Last week while perusing the daily news from around the country I couldn’t believe my eyes when I read one headline: The Windham School Board in New Hampshire had decided to ban dodgeball! Dodgeball??? I loved to play dodgeball when I was a kid growing up in the 1970s. I was a pretty good player, at the dodging part, at least. As I read the particulars of the report many questions came to my mind. A handful of parents, it stated, had gone to the school’s administration with concerns about bullies misusing the game to pick on their children. The dodgeball games were happening during gym class. Had the parents gone as a group to talk to the PE teacher? Where was the PE teacher when these dodgeball games were happening? As a former teacher, it isn’t too hard to observe and figure out in any classroom who the smart kids are, who the popular kids are, who the loners are, and who the bullies are. A teacher worth their paycheck would find a way to curb the bullies’ antics in a PE class. There are rules in the game of dodgeball, such as all the throws of the ball have to land below the waist to avoid hits landing on students’ faces or heads. Had those rules been explained? Were those rules being enforced? If the rules had been explained to the students and were being broken by one or several students, if I was the PE teacher, I’d make those students who had thrown a ball that made a non-allowed hit to sit out a round or two. The article said a handful of parents had complained. A handful? That’s not a lot of parents, honestly. If 15-20 parents had complained, that would be a lot, and it would be pretty easy to come to a conclusion that there was a problem in the PE class. At the school board meeting, where this ultimately ended up, were the parents who had no problem with dodgeball allowed to speak? The report didn’t say. It did mention that a couple years ago the traditional red, rubber balls that the Windham schools used for dodgeball were replaced with softer, foam balls. So the kids were being hit with softer balls to begin with!
At our daughter’s college orientation, there was a meeting for the incoming freshmen students’ parents. The college President spoke to us and he was not mincing words when he said our children were the first generation to have experienced “Helicopter Parents”. He didn’t mean we were a large group of secret helicopter owners and flyers. He meant that we, the parents, were notorious for hovering too much around our children. We tried to protect them from all hazards in the home when they were learning to crawl and walk. I can attest to laughing at a “Protect Your Child Forever From Every Bad House Hazard” type of catalog that I somehow got on the mailing list for when I saw a product being sold: knee pads to protect those crawling babies tender knees. That product made me laugh out loud. It’s a wonder I ever learned to crawl as I know my parents didn’t have knee pads to give me in 1965! Not only was my generation of parents guilty of overprotection of our children from dangers in the home, we were guilty of protecting our children from anything negative. Junior gets a poor grade, confront and blame the teacher. Demand that Junior be allowed to re-take that test or earn extra credit! Junior didn’t get that award at the spelling bee? Give every child a trophy for participating in it!

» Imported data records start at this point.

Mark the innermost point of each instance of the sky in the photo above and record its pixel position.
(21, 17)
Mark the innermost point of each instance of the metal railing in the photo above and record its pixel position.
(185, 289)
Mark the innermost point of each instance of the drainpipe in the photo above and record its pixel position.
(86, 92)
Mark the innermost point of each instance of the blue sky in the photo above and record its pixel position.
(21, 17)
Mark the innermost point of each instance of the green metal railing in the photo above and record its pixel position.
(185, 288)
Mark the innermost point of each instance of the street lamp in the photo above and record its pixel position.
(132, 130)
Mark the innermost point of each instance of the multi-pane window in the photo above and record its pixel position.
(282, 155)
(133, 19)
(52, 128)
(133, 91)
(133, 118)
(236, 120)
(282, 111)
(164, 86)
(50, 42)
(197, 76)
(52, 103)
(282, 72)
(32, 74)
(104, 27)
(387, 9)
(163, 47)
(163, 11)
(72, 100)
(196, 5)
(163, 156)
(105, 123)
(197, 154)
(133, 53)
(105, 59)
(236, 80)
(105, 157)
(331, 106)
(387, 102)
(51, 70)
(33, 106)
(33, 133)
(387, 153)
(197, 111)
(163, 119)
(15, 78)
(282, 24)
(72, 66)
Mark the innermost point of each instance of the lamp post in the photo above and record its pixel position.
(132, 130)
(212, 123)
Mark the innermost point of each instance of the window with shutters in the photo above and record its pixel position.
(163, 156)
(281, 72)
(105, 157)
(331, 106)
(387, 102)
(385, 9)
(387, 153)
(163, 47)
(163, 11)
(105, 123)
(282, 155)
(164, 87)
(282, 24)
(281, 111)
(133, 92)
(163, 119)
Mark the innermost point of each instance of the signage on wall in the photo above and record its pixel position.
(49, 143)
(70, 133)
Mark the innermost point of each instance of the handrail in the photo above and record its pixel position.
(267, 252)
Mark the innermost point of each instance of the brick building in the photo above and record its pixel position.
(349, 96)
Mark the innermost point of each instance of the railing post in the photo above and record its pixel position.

Thinking back to the President’s words and to the news story about dodgeball last week caused me to think that when parents try to protect their children from all negative experiences, it just sets the children up for a harder time when they’re adults and have to deal with those negative experiences life throws at them. Kids have to learn how to deal with some of life’s difficulties without always having mom and dad stepping in for them, trying to take or soften the blows.
Before I wrote this blog, I did a bit more reading about the school and its ban. Fortunately for the students who attend schools in the Windham School District, those students will have other opportunities to play dodgeball. Neighboring school districts have told the press that they allow dodgeball and don’t plan on banning it. In fact, two area high schools told a reporter that dodgeball remains one of the most popular of the intramural sports that their schools offer! Those two high schools near Windham, Pinkerton Academy and Londonderry High, have a charity dodgeball tournament each year, where they play against one another. Perhaps in the near future, those two high schools will invite Windham students to join them? That sounds like a winning plan.